Low back and leg pain are the eighth most common reason for visits to the physician’s office. Consensus among the health care industry is that most hospitalizations for low back pain are unnecessary, and that a need for improved outpatient alternatives exists.2
The intervertebral disc has been estimated to be responsible for between 26-40% of low back symptoms.3,4,5 Once thought of as avascular and lacking in neural tissue, studies have shown that the disc has a dual nerve supply, anteriorly with sympathetic nerves and posteriorly via the sinuvertebral nerves.6 Kinematic studies have illustrated that the degenerative process begins as early as the second decade of life.7 Degenerated discs have been shown to behave differently than non-degenerated discs8 and often affect segmental vertebral motion with a preference for restricting axial spinal motion.9
Disc herniations are defined as displacement of disc material beyond the limits of the intervertebral disc space, involving less than 50% of the disc circumference10, and rarely occur without concomitant or pre-existing mechanical, degenerative, or muscular deconditioning issues.11 Once symptoms are under control, gradual resumption of activities and targeted exercises to retrain the “weak link” via movement assessment typically ensues.12
Costs for treatment of back related pain continued to rise by 65% over the period from 1997 to 2005, fueled by a 423% increase in the costs associated with narcotics, as well as the costs of other medications, diagnostic imaging, injections, and surgery.13 Although not included in the 2008 JAMA review, chiropractic care has been estimated to represent 2.9% of the costs associated with occupational low back pain.14 Despite the narrow indications for non-elective spinal surgery, which are essentially cauda equina compression, neurological deterioration, or failure to respond to non-operative measures,15 the rates of spinal surgery doubled over the course of 1992-2003, with fusion procedures fueling the increase.16
High quality conservative spine care involves a graded approach to evaluation and treatment, initially involving diagnostic triage (ruling out red flags, providing reassurance) and pain relief approaches (manipulation, traction, medication, positional relief, etc.).12
Uniquely positioned in today’s healthcare market as conservative spine care specialists, chiropractors have been described as “uniquely trained in the diagnosis and non-interventionist management of neuromusculoskeletal disorders.” With an armamentarium of non-invasive procedures, DC’s are considered “less invasive than physiatrists or surgeons, more skilled in neuromusculoskeletal diagnosis than internists, with greater diagnostic acumen than physical therapists.”17 The use of chiropractic care has been linked to favorable outcomes in pain management, functional disability, and patient satisfaction.18 Chiropractic care has also been shown to reduce hospitalizations, back surgeries, and imaging.19
Although falling short of recommending a specific course of care, the Spine Patient Outcomes Research Trial (SPORT) reported that, over a 2-year period, those patients with an MRI-confirmed disc herniation treated non-operatively fared as well as those treated with surgery.20 Weber suggests that 90% of patients with sciatica respond to conservative care.21 For patients with degenerative disc disease, surgery should only be considered an option after at least six months of aggressive non-operative care.22
In addition, several studies have shown that disc related disorders can be successfully managed with non-operative measures such as traction/decompression and manipulation, which have shown promising results in the form of favorable anatomical changes to the intervertebral disc such as imaging confirmed reduction of disc herniations23 and disc rehydration on T2 MRI imaging,24 reduction in intradiscal pressure,25 and increased intervertebral foraminal width.26 In addition, favorable neurophysiological changes to irritated neural tissue have been documented with spinal manipulation.27 The safety of chiropractic manipulation for low back problems has been well documented, and the incidence of complications has been estimated as one in many millions of treatments.28
Conclusion / Summary
Low back pain is a common problem in the healthcare arena.

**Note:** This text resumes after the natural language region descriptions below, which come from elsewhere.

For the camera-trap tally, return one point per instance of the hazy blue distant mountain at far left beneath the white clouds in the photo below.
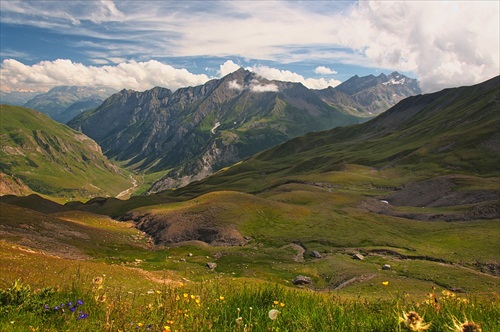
(63, 103)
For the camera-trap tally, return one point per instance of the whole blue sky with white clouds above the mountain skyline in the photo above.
(141, 44)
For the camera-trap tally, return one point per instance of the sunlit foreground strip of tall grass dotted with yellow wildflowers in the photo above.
(85, 304)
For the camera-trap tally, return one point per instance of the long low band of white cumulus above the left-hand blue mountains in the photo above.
(131, 75)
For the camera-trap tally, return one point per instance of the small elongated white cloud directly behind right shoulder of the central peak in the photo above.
(289, 76)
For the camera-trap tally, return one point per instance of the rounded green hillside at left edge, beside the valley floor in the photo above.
(54, 160)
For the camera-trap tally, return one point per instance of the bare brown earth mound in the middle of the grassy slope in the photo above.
(181, 226)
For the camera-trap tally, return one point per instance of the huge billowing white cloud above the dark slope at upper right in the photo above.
(445, 43)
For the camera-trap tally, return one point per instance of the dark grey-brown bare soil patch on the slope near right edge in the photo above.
(438, 192)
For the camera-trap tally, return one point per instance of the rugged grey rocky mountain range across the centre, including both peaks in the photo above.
(196, 131)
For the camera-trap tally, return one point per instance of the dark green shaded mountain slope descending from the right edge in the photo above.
(454, 133)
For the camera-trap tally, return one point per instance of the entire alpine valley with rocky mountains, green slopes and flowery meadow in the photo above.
(267, 188)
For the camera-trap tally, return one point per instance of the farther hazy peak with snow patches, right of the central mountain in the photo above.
(370, 95)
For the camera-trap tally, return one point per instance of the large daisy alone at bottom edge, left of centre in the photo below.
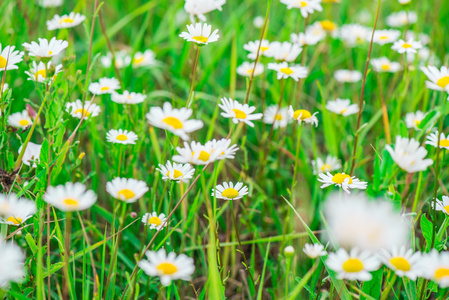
(167, 267)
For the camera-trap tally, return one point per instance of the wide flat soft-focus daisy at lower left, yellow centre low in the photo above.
(70, 197)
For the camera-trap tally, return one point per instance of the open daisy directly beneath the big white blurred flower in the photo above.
(355, 265)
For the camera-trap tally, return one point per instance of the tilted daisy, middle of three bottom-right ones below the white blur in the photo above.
(403, 261)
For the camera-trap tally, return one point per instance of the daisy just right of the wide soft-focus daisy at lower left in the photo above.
(126, 189)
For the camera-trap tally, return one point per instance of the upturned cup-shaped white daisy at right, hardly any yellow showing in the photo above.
(409, 155)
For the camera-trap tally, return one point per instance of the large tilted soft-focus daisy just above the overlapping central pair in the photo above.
(173, 119)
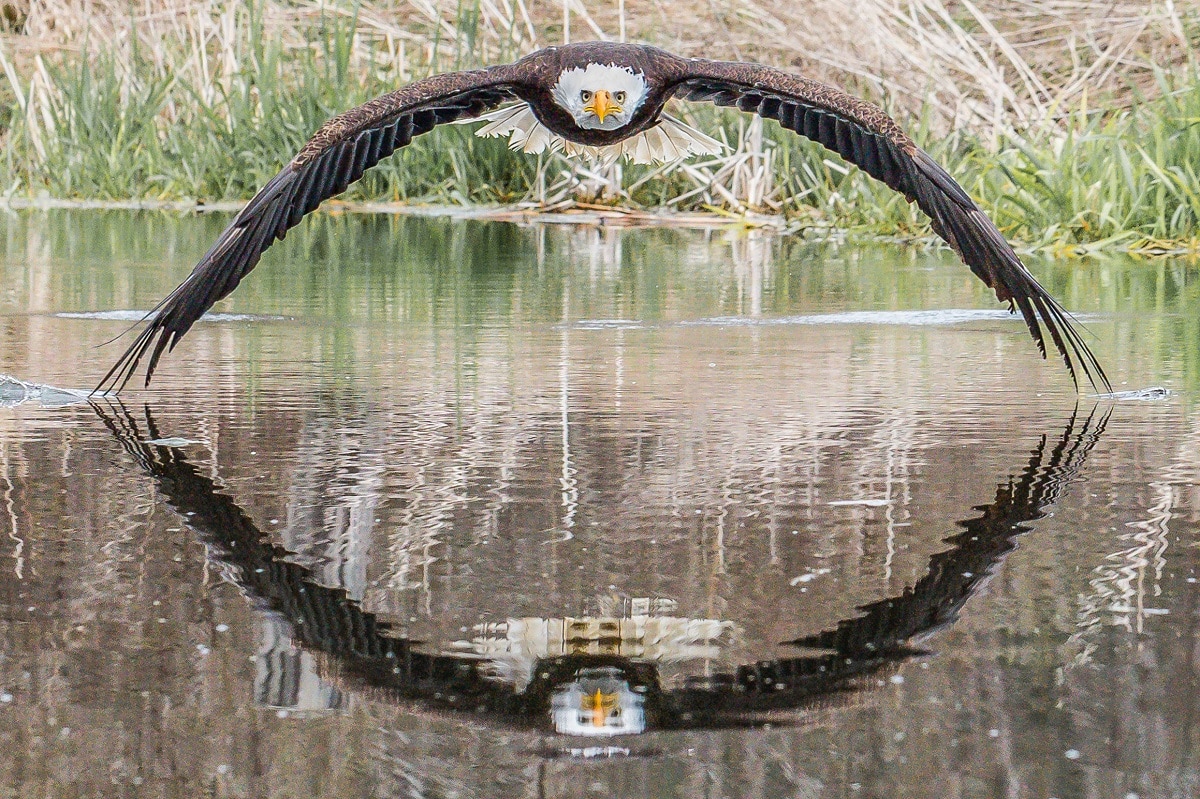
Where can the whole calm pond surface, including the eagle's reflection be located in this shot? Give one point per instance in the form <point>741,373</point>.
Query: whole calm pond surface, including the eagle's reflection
<point>472,509</point>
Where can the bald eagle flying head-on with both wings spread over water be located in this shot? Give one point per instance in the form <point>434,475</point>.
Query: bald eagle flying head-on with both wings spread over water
<point>604,100</point>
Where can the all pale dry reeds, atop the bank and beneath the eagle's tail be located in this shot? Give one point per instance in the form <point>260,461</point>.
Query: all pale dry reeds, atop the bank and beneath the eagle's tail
<point>993,69</point>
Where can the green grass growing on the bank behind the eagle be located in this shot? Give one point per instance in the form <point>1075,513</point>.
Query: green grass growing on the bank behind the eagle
<point>111,125</point>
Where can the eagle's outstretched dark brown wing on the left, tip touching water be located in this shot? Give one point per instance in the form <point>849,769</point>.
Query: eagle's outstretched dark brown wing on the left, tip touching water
<point>337,157</point>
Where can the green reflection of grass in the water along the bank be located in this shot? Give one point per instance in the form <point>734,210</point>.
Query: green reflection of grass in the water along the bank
<point>367,278</point>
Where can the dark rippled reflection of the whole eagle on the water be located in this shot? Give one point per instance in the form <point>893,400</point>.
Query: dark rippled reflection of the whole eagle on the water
<point>601,677</point>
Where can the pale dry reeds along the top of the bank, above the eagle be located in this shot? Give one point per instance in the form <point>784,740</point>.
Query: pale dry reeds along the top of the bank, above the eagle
<point>988,65</point>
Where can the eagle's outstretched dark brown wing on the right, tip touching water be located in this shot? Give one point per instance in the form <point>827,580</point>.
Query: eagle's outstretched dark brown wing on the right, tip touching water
<point>867,137</point>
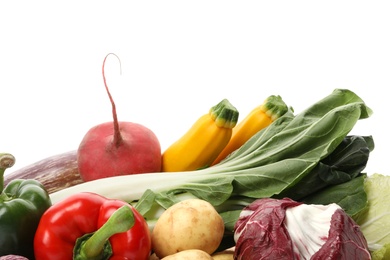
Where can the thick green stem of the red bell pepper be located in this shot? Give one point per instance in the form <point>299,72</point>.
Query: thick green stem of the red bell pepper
<point>120,221</point>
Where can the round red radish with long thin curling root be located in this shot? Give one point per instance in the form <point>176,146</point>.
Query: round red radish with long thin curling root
<point>117,148</point>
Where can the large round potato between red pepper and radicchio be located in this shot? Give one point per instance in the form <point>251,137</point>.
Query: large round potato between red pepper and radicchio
<point>189,224</point>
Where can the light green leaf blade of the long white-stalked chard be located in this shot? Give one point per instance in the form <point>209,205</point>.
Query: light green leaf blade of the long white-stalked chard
<point>280,155</point>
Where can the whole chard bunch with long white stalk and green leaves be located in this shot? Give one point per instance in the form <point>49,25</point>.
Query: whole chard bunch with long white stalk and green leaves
<point>308,157</point>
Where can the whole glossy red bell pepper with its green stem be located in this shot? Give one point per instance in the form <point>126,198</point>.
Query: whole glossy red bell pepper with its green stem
<point>89,226</point>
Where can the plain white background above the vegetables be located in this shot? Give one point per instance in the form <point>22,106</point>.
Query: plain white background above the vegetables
<point>178,59</point>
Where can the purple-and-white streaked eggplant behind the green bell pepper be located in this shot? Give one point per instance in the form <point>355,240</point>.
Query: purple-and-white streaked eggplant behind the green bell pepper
<point>55,173</point>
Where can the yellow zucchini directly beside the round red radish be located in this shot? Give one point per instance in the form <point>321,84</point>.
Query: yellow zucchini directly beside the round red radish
<point>202,143</point>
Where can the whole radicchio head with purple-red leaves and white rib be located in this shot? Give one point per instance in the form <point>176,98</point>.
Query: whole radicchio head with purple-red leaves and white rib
<point>285,229</point>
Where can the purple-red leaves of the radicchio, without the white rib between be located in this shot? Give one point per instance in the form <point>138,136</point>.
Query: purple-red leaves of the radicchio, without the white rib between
<point>261,234</point>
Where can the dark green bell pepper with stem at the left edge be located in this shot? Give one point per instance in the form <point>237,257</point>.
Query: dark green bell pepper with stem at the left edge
<point>22,203</point>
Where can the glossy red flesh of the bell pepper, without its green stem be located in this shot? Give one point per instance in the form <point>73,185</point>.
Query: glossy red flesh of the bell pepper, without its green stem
<point>63,223</point>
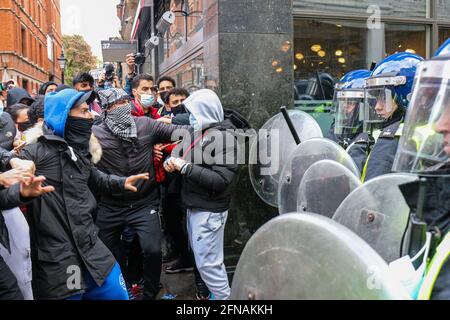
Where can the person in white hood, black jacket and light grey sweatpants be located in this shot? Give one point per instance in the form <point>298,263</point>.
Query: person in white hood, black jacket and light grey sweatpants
<point>206,188</point>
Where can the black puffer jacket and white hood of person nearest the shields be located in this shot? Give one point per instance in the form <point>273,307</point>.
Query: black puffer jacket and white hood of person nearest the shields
<point>207,181</point>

The intervertebral disc is a common source of low back and leg pain. Despite an increase in expenditure, patient satisfaction in the treatment of back pain has been less than satisfactory.

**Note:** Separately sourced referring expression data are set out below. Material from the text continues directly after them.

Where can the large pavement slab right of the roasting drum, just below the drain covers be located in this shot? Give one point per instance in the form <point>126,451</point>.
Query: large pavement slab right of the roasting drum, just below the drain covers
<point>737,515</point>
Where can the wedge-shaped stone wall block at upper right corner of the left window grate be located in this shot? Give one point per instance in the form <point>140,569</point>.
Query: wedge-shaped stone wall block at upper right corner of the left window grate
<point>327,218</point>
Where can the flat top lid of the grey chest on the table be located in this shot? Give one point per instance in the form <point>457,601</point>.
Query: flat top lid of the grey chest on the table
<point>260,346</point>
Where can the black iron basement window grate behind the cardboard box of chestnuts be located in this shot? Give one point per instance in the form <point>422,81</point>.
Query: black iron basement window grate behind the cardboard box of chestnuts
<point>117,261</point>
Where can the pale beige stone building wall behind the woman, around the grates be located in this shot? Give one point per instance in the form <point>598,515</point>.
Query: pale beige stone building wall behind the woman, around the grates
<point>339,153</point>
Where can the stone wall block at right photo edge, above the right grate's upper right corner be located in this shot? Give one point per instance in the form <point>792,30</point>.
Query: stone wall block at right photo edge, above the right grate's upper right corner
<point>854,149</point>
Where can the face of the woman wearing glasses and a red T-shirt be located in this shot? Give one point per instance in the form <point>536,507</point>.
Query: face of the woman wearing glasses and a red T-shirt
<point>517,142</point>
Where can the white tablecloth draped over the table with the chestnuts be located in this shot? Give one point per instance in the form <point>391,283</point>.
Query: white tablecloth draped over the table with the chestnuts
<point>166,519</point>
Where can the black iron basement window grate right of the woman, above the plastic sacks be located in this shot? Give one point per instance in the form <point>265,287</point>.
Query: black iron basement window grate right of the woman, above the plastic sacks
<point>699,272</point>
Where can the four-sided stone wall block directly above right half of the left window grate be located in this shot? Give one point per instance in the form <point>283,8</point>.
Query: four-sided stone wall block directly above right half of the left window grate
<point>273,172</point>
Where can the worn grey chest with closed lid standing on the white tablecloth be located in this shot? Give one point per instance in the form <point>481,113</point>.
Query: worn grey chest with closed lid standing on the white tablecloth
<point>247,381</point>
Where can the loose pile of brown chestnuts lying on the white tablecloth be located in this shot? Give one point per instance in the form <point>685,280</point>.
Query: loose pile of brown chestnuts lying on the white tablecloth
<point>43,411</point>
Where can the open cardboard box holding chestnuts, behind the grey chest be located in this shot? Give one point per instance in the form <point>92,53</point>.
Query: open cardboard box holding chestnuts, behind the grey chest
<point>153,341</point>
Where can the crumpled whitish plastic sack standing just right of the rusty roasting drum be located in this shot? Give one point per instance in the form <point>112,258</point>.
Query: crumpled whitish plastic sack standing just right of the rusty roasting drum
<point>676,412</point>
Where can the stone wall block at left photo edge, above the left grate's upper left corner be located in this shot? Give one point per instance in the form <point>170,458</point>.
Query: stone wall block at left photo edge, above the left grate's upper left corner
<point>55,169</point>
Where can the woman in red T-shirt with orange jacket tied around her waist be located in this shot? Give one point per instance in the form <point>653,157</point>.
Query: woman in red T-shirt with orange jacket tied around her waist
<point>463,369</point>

In addition to diagnostic ability and the training to rule out red and yellow flags, DC’s have the ability to offer various safe and cost effective non-surgical procedures, many of which have been shown in case studies and trials to have positive effects on neural tissue, disc pathology, and spinal motion. When combined with a transition to active rehabilitation, long term studies have shown that patients respond as well as those treated with surgical intervention.
Doctors of Chiropractic, with their diagnostic and therapeutic acumen, are poised to be the most clinically and cost effective providers in the management of these disorders.